Our original ski program started in 1974 when Gordon Richardson, the snowsports school director, began teaching Debbie Philips, a person with a disability, the techniques of tri-track skiing. Gary MacDowell and Cindy Gibson, as a project for their masters degree at SUNY Cortland, began teaching people with visual impairments to ski. Gary was a ski instructor at Greek Peak and Cindy had worked with people with visual disabilities in New England.
Al Kryger enlisted Gordon Richardson and Joe Reistino to help develop a comprehensive adaptive ski program. The first year there were 5 instructors and 3 students with visual impairments. The program became a member of NHSRA – National Handicap Sports & Recreation Association.
The program has seen many changes throughout the years, one of which is the addition of the mono-ski in 1998-99 season.
Today we use the name Greek Peak Adaptive Snowsports. Our goal is to make the mountain and the excitement of snowsports available to everyone.

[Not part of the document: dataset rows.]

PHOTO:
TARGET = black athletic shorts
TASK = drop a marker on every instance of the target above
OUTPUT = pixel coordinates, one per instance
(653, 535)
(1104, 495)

Construction of the Greek Peak Adaptive Training Center, a building specifically designed for accessibility and snowsports, started in 1994 and opened in January 1995. The building was officially named the Dr. Robert M. Lovejoy Adaptive Ski Center, in honor of Dr. Lovejoy, the program’s first skier with total blindness. Dr. Lovejoy later became instrumental in the growth of skiing for people with disabilities in Central New York and Greek Peak.
Greek Peak Mountain Resort not only supports GPAS, but also supports our athletes by offering special rates for skiers with disabilities through the Adaptive program on Saturdays and Sundays. In addition to support from the Greek Peak Mountain resort the program is greatly supported by the Harriet Ford Dickenson Foundation through the Community Foundation for South Central New York.